As Dr. Lo questioned her, concerns internists had grappled with in repeated sessions on palliative care and end-of-life issues came forth. One of the primary questions: What will constitute a good death for Ms. Musso?
"Taking away the pain is all I can do now, so I'm OK with that," she said. Earlier, Drs. Lynn, Povar and others had cited advances in palliative care ranging from new means to relieve dyspnea to nerve blocks and palliative radiotherapy. They concluded that physicians have little to fear legally and ethically from prescribing high levels of opiates and other controlled drugs for comfort.
Ms. Musso also noted that she wanted to stay home. For 80% of the terminally ill, said Dr. Lynn, a good death is one that comes at home.
Hospice care was enabling Ms. Musso to remain at home, even at the stage of illness when cancer fatigue caused by anemia confined her to bed for days. While she noted that she has gained 50 pounds because of medications, she added that hospice workers help her bathe and do daily chores.
At his session on palliative care, Dr. Weissman pointed out that too often, physicians unnecessarily worry about dashing a patient's hope. "Because there's no hope for cure doesn't mean there's no hope for other things," he said. "There's hope for no pain, hope to live longer than expected, hope to see my family. Hope is bigger than just a cure."
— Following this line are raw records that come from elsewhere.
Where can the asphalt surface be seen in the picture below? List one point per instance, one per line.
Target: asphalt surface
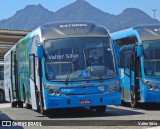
(144, 117)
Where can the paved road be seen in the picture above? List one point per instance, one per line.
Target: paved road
(81, 117)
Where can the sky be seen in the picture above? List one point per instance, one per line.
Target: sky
(9, 7)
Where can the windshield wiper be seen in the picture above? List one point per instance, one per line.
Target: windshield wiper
(67, 78)
(92, 67)
(97, 73)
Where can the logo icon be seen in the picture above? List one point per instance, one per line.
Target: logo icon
(85, 73)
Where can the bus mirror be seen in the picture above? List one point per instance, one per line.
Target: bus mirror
(40, 51)
(139, 50)
(116, 48)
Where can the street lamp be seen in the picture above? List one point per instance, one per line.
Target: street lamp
(154, 11)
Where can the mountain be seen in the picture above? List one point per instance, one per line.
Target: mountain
(33, 16)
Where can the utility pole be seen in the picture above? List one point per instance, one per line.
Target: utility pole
(154, 11)
(123, 23)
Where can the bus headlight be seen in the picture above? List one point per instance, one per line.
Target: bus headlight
(51, 91)
(110, 89)
(57, 92)
(149, 87)
(154, 87)
(115, 88)
(158, 86)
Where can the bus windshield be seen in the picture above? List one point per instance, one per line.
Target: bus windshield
(152, 58)
(83, 58)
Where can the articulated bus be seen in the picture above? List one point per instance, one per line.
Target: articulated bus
(1, 82)
(63, 65)
(139, 63)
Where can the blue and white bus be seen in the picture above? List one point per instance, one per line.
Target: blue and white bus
(63, 65)
(139, 63)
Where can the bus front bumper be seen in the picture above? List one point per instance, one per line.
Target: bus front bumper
(53, 102)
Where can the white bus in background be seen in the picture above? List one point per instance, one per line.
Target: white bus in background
(2, 96)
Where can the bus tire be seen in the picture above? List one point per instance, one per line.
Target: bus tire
(44, 112)
(13, 104)
(20, 104)
(133, 102)
(101, 109)
(2, 96)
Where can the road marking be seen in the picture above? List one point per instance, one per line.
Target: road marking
(5, 105)
(157, 127)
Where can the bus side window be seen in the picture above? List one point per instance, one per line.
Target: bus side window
(127, 59)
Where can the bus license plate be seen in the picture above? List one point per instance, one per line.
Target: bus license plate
(85, 101)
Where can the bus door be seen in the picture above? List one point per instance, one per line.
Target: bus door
(134, 81)
(126, 79)
(33, 86)
(14, 77)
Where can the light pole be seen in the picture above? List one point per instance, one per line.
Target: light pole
(154, 11)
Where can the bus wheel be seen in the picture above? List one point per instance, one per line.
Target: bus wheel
(133, 102)
(20, 104)
(44, 112)
(101, 109)
(13, 104)
(1, 96)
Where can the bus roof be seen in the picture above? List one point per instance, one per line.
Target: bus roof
(142, 32)
(72, 29)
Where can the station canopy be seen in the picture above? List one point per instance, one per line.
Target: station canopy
(8, 38)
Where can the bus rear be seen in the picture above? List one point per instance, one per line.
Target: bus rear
(78, 66)
(139, 63)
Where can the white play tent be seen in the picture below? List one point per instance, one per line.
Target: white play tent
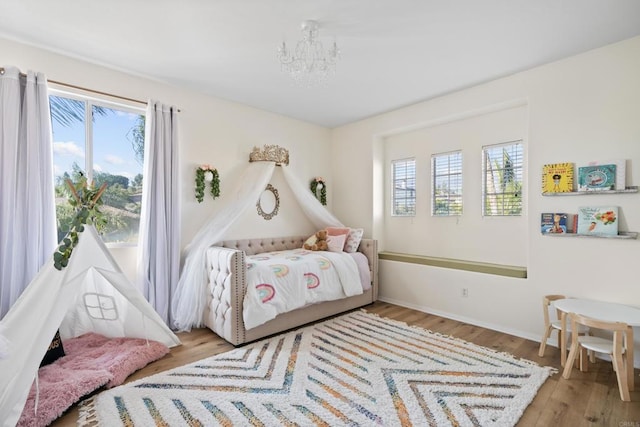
(90, 295)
When Dr. Lo asked what preparations she had made for death, she described her advanced care directions and efforts designed to help her only son cope after she dies. "I've started a memorial book to make it easier for Bryan," she said. " 'Would she like this song? These flowers?' After this is over, I don't want him to worry whether I wanted this or that." Often, noted Dr. Moore and others, caregivers are neglected before and after the patient's death. Even the patient's internist is often guilty of post-death abandonment.
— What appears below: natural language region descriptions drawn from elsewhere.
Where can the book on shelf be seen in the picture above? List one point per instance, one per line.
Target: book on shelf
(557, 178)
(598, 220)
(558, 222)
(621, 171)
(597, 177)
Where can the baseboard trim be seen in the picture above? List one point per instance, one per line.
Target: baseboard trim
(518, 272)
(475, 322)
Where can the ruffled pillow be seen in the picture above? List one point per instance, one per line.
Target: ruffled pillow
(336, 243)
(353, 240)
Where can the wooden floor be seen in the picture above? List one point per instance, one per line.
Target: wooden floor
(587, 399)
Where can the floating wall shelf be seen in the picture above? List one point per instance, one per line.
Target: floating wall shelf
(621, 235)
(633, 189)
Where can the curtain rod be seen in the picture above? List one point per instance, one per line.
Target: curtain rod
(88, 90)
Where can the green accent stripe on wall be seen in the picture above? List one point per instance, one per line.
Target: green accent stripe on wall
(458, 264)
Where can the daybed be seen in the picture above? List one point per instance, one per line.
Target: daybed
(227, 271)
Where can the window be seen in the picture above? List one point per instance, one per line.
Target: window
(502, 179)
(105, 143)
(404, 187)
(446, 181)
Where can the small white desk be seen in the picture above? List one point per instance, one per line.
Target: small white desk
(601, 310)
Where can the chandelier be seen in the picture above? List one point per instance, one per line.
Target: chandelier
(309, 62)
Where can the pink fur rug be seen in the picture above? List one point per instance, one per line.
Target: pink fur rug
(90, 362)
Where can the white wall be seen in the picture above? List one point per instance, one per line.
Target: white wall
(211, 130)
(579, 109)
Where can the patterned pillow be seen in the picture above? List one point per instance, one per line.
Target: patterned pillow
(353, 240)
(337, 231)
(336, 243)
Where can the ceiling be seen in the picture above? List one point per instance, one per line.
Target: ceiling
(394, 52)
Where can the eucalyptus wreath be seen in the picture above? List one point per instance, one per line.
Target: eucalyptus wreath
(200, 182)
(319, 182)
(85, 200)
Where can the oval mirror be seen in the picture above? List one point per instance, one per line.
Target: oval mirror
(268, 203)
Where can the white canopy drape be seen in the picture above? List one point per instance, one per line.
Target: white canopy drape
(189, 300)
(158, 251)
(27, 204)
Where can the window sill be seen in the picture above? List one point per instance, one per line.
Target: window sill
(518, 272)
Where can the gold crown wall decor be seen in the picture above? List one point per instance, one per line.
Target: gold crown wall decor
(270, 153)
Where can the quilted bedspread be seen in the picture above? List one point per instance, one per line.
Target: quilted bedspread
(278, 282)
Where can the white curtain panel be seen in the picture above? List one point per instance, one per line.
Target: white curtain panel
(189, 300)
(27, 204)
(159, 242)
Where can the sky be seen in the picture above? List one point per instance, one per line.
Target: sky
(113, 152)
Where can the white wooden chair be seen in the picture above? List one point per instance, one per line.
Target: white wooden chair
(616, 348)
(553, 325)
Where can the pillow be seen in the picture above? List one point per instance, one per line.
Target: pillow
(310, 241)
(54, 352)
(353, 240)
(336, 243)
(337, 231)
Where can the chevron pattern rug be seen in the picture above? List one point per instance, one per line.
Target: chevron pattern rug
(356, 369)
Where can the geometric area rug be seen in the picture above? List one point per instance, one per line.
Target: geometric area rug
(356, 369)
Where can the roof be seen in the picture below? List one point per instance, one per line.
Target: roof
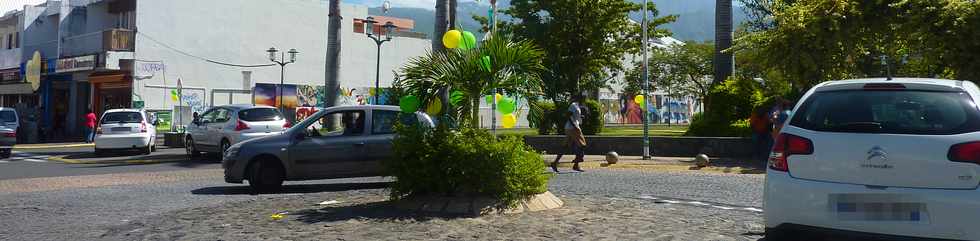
(910, 83)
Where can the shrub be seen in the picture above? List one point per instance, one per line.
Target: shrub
(593, 120)
(443, 161)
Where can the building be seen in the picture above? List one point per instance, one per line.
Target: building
(188, 55)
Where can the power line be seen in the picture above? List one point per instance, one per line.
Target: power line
(199, 57)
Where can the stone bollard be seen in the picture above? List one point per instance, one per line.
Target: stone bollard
(701, 160)
(612, 157)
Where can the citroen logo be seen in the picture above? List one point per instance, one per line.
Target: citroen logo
(877, 153)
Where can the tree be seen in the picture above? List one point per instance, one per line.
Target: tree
(333, 55)
(584, 40)
(515, 66)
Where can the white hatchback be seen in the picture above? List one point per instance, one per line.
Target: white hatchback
(125, 129)
(878, 158)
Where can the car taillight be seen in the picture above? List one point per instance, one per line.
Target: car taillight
(787, 145)
(241, 126)
(965, 152)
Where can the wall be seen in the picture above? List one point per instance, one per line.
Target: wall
(233, 32)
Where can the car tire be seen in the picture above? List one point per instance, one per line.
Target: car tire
(191, 148)
(265, 176)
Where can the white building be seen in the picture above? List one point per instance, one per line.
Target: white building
(131, 53)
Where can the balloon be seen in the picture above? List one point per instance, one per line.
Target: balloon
(508, 121)
(456, 97)
(506, 105)
(469, 41)
(434, 107)
(409, 104)
(452, 38)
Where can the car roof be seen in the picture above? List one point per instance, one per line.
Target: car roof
(123, 110)
(909, 83)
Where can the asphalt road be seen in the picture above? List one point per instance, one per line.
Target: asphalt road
(71, 213)
(51, 162)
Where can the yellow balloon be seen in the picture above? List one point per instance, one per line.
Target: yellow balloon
(452, 39)
(434, 107)
(509, 121)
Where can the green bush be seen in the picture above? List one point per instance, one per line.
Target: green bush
(464, 162)
(593, 120)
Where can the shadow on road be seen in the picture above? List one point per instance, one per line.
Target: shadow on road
(299, 188)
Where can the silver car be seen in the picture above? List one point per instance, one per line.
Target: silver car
(223, 126)
(337, 142)
(8, 130)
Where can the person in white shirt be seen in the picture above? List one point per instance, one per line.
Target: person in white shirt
(575, 140)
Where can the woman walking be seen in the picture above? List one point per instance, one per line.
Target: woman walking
(573, 135)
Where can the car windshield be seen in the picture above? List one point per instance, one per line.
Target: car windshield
(260, 114)
(8, 116)
(891, 112)
(122, 117)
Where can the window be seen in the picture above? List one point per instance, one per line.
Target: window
(892, 112)
(122, 117)
(342, 123)
(260, 114)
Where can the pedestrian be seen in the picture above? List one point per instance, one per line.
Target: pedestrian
(761, 137)
(575, 140)
(89, 126)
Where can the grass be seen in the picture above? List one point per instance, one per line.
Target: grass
(617, 130)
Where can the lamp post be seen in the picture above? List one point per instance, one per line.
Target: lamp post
(282, 74)
(386, 30)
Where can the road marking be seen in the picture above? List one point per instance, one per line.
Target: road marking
(699, 204)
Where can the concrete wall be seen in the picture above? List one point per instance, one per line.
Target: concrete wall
(730, 147)
(241, 32)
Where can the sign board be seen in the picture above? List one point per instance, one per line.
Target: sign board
(79, 63)
(32, 70)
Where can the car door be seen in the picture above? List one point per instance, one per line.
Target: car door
(331, 146)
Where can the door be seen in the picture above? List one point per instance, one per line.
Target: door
(331, 146)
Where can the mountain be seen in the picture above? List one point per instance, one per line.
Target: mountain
(695, 21)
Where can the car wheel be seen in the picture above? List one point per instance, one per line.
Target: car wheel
(190, 148)
(265, 176)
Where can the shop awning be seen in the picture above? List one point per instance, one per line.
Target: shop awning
(16, 89)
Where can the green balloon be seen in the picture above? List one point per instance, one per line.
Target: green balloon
(456, 97)
(409, 104)
(506, 105)
(469, 41)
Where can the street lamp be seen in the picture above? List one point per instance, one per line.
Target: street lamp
(387, 30)
(282, 74)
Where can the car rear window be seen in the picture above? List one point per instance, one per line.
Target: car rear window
(8, 116)
(122, 117)
(260, 114)
(889, 112)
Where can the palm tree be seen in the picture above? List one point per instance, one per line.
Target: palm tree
(516, 67)
(332, 81)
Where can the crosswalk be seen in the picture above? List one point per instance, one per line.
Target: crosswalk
(17, 156)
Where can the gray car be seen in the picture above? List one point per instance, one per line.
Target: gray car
(8, 130)
(337, 142)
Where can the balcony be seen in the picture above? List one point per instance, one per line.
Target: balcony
(99, 42)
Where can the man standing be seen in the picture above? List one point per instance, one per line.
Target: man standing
(89, 126)
(573, 134)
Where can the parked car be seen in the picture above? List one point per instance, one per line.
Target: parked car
(337, 142)
(223, 126)
(125, 129)
(9, 122)
(883, 158)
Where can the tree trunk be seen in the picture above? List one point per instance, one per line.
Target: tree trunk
(332, 82)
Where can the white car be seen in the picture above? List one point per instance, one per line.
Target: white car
(125, 129)
(878, 158)
(223, 126)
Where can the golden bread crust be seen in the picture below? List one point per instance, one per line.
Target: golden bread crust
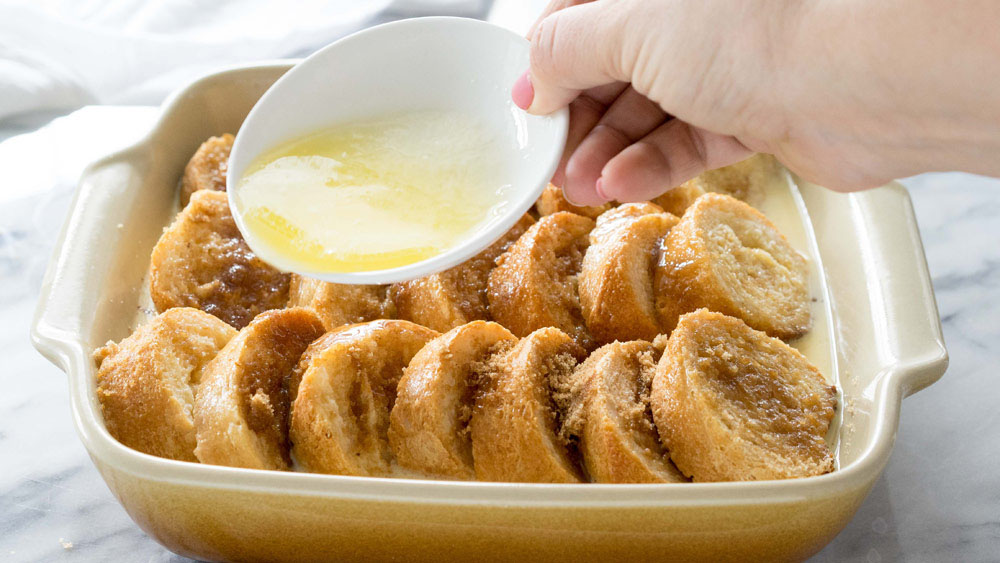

Finally, an internist in the audience rose to ask Ms. Musso if she had been nervous sitting in front of a room of doctors discussing her death. Her answer: not at all. "If I had to say one thing, it would be that I am glad that you, as doctors, are learning to talk to patients about death. I'm just sorry this whole room is not full of doctors learning to tell people that dying is okay."
Six ways to change how you approach end-of-life care
- Consider the future. Uncertain about prognosis? Ask, "Would I be surprised if this patient died in the next six months?" and act accordingly. Communicate with patient and family. Set priorities—symptom relief, spirituality, family support, advance care directives.
- Identify needs. For quality improvement in care, focus on what the patient and the family want—location of death, pain relief, family support, honest prognosis, avoiding unexpected crises—and concentrate on that area. Get feedback on your performance from family, caregivers and colleagues.
- Help patients set their priorities. Ask, "If you died soon, what would you leave undone?" Use each patient visit to intensive care to rehearse with the patient and family what might happen the next time.
- Pay attention to pain. Clinically, provide adequate pain relief, including medications for dyspnea.
- Keep in touch. Don't abandon the caregiver after death. Visit, call or send a card.
- Push for change. Lobby elected officials for changes in Medicare rules, research funding or demonstration programs.